The Real Heroes: Data Processing Libraries

A high-quality dataset is critical for a project like this, but we also needed robust libraries to process the data effectively. For this exercise, we decided to use Python on Google Colab, primarily utilizing Scikit-Learn, Pandas, and NumPy as the main data processing libraries.

The Cleanup Process

The first part of the process was to remove all null data, outliers, or incomplete projects or milestones. We also cleaned tasks with uninformative names like codes or meaningless labels.

Defining Categories

We utilized machine learning to identify the categories of each column, ensuring standardization. For example, columns labeled “columns” and “pillars” were grouped into the “structural columns” category.

				
					# Load training data

df_train = pd.read_csv(training_data_path, usecols=['task_name', 'category', 'subcategory'])

# Prepare training and target datasets
X = df_train['task_name']
y = df_train[['category', 'subcategory']].astype(str).agg('_'.join, axis=1)

# Splitting the dataset for training and validation
X_train, X_test, y_train, y_test = train_test_split(X, y, test_size=0.2, random_state=42)

# Creating a text vectorization and classification pipeline
pipeline = make_pipeline(TfidfVectorizer(), SVC(kernel='linear', probability=True))

# Training the model
pipeline.fit(X_train, y_train)

# Validating the model
predictions = pipeline.predict(X_test)

# Save the model for later use
import joblib
joblib.dump(pipeline, 'category_predictor.joblib')
print(classification_report(y_test, predictions))

Elements grouped by category

We ended up with 8 categories.
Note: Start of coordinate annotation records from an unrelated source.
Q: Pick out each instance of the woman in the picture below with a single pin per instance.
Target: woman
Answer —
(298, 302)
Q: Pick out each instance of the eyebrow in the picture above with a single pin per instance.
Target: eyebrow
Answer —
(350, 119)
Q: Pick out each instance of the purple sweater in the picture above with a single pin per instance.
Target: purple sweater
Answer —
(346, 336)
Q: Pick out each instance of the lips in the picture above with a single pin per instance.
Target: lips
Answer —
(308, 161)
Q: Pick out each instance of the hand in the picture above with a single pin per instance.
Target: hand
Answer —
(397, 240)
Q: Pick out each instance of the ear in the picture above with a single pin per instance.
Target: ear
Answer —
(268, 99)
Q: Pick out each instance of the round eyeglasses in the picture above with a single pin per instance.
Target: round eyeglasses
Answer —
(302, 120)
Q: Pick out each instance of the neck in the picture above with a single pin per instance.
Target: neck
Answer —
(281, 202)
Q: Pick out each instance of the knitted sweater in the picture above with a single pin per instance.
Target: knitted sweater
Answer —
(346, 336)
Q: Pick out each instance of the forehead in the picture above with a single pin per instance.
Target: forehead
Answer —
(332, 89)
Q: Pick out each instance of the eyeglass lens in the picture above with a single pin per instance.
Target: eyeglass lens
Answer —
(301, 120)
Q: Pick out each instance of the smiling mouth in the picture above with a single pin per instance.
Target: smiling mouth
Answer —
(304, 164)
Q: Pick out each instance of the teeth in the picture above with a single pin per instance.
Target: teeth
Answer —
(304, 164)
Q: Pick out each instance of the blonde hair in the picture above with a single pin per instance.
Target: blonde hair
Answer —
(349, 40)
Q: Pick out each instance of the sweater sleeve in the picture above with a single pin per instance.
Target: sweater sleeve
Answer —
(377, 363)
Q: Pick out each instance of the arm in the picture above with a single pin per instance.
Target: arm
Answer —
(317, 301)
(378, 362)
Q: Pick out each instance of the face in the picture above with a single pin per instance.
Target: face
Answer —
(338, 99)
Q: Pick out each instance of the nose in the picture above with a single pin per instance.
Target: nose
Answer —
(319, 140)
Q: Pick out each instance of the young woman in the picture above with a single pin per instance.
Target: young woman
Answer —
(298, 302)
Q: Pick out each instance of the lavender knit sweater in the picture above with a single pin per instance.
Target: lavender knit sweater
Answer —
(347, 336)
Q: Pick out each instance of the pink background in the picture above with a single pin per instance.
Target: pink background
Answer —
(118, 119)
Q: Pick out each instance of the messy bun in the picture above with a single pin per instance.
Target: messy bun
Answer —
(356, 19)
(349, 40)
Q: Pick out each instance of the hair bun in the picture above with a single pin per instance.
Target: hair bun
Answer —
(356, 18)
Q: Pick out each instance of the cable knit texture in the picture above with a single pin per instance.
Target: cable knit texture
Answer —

By far, the most crowded was MEP, followed by interior finishes and structural elements.

Transforming Variables into Numbers

The next step was transforming the variables into numerical values for the machine learning algorithm to understand. For example, Boolean values were converted to 0 or 1; Categories will be listed as 1, 2, 3, etc.

				
					
# reading the csv file classified_tasks.csv


# fill the missing values with 0
filtered_joined_df.fillna(
    {col: 0 for col in filtered_joined_df.columns if filtered_joined_df[col].dtype != "object"}, inplace=True
)

# convert the date columns to datetime
date_columns = [x for x in filtered_joined_df.columns if "date" in x]
for col in date_columns:
    filtered_joined_df[col] = pd.to_datetime(filtered_joined_df[col], errors="coerce")
# replace all N and Y with 1 and 0 respectively
filtered_joined_df.replace({"N": 0, "Y": 1}, inplace=True)
dates = [
    ["actual_d", "act_start_date", "act_end_date"],
    ["late_d", "late_start_date", "late_end_date"],
    ["early_d", "early_start_date", "early_end_date"],
    ["target_d", "target_start_date", "target_end_date"],

]
average_date = [
    ["actual_month", "act_start_date", "act_end_date"],
    ["late_month", "late_start_date", "late_end_date"],
    ["early_month", "early_start_date", "early_end_date"],
    ["target_month", "target_start_date", "target_end_date"],
]

columns = ["category", "subcategory","delay", "target_qty", "successors" ]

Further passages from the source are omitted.